A “compelling” biography of the Revolutionary War hero, disgraced Congressman, and hard-drinking womanizer who came to the rescue of a brand-new America (Library Journal).
In the spring of 1792, President George Washington chose “Mad” Anthony Wayne to defend America from a potentially devastating threat. Native forces had decimated the standing army and Washington needed a champion to open the country stretching from the Ohio River westward to the headwaters of the Mississippi for settlement.

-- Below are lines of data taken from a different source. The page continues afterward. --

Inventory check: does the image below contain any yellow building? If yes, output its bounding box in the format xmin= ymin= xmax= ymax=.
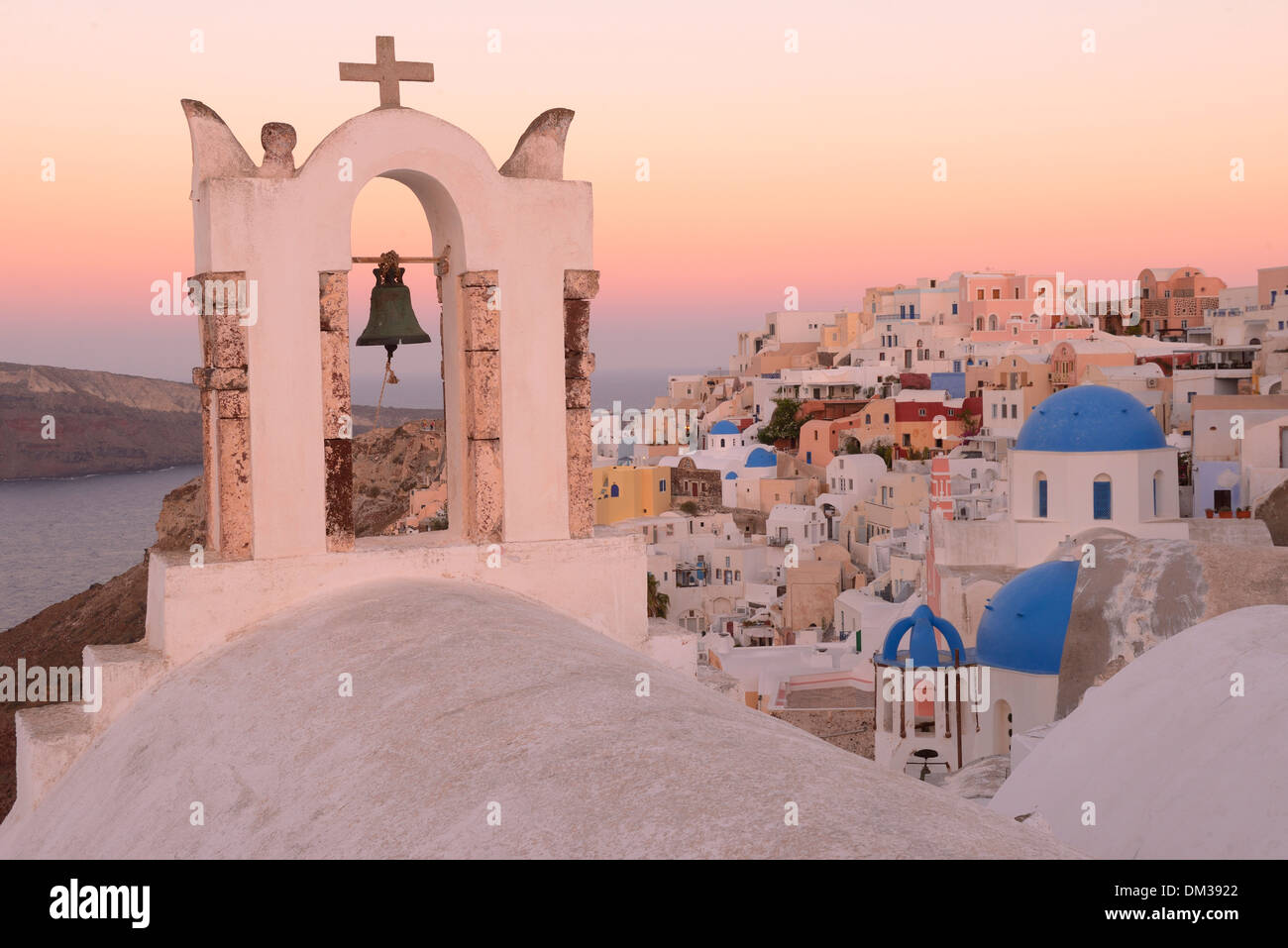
xmin=592 ymin=465 xmax=671 ymax=526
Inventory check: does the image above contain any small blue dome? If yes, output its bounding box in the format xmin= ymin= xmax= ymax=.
xmin=1015 ymin=385 xmax=1167 ymax=451
xmin=881 ymin=605 xmax=969 ymax=669
xmin=975 ymin=561 xmax=1076 ymax=675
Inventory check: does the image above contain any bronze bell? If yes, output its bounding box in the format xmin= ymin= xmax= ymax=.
xmin=357 ymin=250 xmax=430 ymax=358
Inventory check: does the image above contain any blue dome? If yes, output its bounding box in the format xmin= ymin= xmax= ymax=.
xmin=881 ymin=605 xmax=969 ymax=669
xmin=1015 ymin=385 xmax=1167 ymax=451
xmin=975 ymin=561 xmax=1076 ymax=675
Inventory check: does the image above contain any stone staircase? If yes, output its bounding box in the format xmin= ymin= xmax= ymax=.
xmin=5 ymin=642 xmax=170 ymax=825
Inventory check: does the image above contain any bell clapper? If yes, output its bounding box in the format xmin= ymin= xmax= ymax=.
xmin=376 ymin=343 xmax=398 ymax=428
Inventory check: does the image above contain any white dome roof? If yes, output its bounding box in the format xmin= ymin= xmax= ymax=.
xmin=0 ymin=579 xmax=1069 ymax=859
xmin=989 ymin=605 xmax=1288 ymax=859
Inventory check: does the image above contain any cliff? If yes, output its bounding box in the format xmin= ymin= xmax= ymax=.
xmin=0 ymin=362 xmax=443 ymax=480
xmin=0 ymin=362 xmax=201 ymax=480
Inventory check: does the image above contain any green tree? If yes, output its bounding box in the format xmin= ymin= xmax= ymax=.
xmin=648 ymin=574 xmax=671 ymax=618
xmin=760 ymin=398 xmax=803 ymax=445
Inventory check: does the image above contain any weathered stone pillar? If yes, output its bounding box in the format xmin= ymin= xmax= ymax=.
xmin=460 ymin=270 xmax=505 ymax=544
xmin=564 ymin=270 xmax=599 ymax=539
xmin=318 ymin=270 xmax=353 ymax=552
xmin=188 ymin=273 xmax=254 ymax=559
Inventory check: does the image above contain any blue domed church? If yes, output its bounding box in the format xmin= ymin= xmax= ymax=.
xmin=1010 ymin=385 xmax=1189 ymax=567
xmin=872 ymin=559 xmax=1079 ymax=778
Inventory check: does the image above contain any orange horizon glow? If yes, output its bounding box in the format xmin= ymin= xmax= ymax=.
xmin=0 ymin=0 xmax=1288 ymax=388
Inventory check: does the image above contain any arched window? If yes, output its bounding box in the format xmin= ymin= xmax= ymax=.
xmin=1091 ymin=474 xmax=1115 ymax=520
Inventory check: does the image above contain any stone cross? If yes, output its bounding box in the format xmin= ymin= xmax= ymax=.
xmin=340 ymin=36 xmax=434 ymax=108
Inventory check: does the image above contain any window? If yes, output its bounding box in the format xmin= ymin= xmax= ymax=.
xmin=1091 ymin=474 xmax=1115 ymax=520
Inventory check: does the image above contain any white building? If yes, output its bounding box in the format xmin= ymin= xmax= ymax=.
xmin=765 ymin=503 xmax=827 ymax=548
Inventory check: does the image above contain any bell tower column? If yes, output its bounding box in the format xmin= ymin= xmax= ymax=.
xmin=188 ymin=271 xmax=254 ymax=559
xmin=461 ymin=270 xmax=505 ymax=544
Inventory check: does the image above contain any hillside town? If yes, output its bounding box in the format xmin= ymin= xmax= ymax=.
xmin=593 ymin=265 xmax=1288 ymax=796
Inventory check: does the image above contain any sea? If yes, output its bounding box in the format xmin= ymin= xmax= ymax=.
xmin=0 ymin=464 xmax=201 ymax=635
xmin=0 ymin=369 xmax=696 ymax=634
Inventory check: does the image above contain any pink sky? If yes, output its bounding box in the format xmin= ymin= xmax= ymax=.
xmin=0 ymin=0 xmax=1288 ymax=400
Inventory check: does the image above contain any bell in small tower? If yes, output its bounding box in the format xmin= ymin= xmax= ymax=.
xmin=357 ymin=250 xmax=430 ymax=360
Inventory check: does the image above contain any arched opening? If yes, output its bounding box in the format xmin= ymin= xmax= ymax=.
xmin=349 ymin=171 xmax=464 ymax=536
xmin=993 ymin=700 xmax=1015 ymax=754
xmin=1091 ymin=474 xmax=1115 ymax=520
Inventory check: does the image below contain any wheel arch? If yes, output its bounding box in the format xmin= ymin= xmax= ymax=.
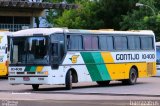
xmin=130 ymin=65 xmax=139 ymax=77
xmin=66 ymin=68 xmax=78 ymax=83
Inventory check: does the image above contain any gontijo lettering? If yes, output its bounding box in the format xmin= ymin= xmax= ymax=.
xmin=0 ymin=36 xmax=3 ymax=43
xmin=116 ymin=54 xmax=155 ymax=60
xmin=116 ymin=54 xmax=139 ymax=60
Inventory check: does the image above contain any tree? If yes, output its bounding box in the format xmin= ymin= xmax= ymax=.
xmin=50 ymin=0 xmax=104 ymax=29
xmin=120 ymin=0 xmax=160 ymax=41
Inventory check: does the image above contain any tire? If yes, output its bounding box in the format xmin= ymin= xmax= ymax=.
xmin=96 ymin=81 xmax=110 ymax=86
xmin=65 ymin=70 xmax=72 ymax=90
xmin=122 ymin=68 xmax=138 ymax=85
xmin=32 ymin=84 xmax=39 ymax=91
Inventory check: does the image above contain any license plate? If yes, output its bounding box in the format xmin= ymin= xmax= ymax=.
xmin=23 ymin=77 xmax=30 ymax=81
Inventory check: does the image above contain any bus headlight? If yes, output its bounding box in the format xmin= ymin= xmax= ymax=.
xmin=9 ymin=72 xmax=15 ymax=75
xmin=44 ymin=71 xmax=48 ymax=75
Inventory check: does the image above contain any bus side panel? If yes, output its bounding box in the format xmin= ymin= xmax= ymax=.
xmin=0 ymin=32 xmax=8 ymax=76
xmin=0 ymin=63 xmax=8 ymax=76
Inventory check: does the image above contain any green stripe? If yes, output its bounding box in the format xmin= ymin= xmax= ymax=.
xmin=81 ymin=52 xmax=103 ymax=81
xmin=24 ymin=66 xmax=31 ymax=71
xmin=92 ymin=52 xmax=111 ymax=81
xmin=24 ymin=66 xmax=36 ymax=72
xmin=30 ymin=66 xmax=36 ymax=72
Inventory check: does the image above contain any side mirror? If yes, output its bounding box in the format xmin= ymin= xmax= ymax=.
xmin=51 ymin=42 xmax=61 ymax=69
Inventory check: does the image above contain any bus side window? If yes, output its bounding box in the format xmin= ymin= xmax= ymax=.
xmin=140 ymin=36 xmax=154 ymax=50
xmin=67 ymin=35 xmax=83 ymax=50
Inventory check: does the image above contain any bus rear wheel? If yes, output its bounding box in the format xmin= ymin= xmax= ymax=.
xmin=65 ymin=70 xmax=72 ymax=90
xmin=122 ymin=68 xmax=138 ymax=85
xmin=32 ymin=84 xmax=39 ymax=91
xmin=96 ymin=81 xmax=110 ymax=86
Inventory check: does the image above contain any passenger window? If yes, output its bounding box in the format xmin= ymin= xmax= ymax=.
xmin=99 ymin=36 xmax=113 ymax=50
xmin=127 ymin=36 xmax=140 ymax=50
xmin=67 ymin=35 xmax=83 ymax=50
xmin=114 ymin=36 xmax=127 ymax=50
xmin=141 ymin=37 xmax=154 ymax=50
xmin=83 ymin=36 xmax=98 ymax=50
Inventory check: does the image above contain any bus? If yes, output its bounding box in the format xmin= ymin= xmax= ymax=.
xmin=8 ymin=28 xmax=156 ymax=90
xmin=0 ymin=30 xmax=9 ymax=77
xmin=156 ymin=42 xmax=160 ymax=76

A spendthrift, womanizer, and heavy drinker who had just been ejected from Congress for voter fraud, Wayne was an unlikely savior. Yet this disreputable man raised a new army and, in 1794, scored a decisive victory at the Battle of Fallen Timbers, successfully preserving his country and President Washington’s legacy. Drawing from Wayne’s insightful and eloquently written letters, historian Mary Stockwell sheds light on this fascinating and underappreciated figure. Her compelling work pays long-overdue tribute to a man—ravaged physically and emotionally by his years of military service—who fought to defend the nascent American experiment at a critical moment in history.
“Those interested in American military history, US–Native American relations, and the early republic will benefit from reading Unlikely General.” —Pennsylvania History
“[A] fine biography of Wayne.” —The Wall Street Journal
Mary Stockwell is the former chair of the history department at Lourdes University in Ohio and the author of The Other Trail of Tears: The Removal of the Ohio Indians.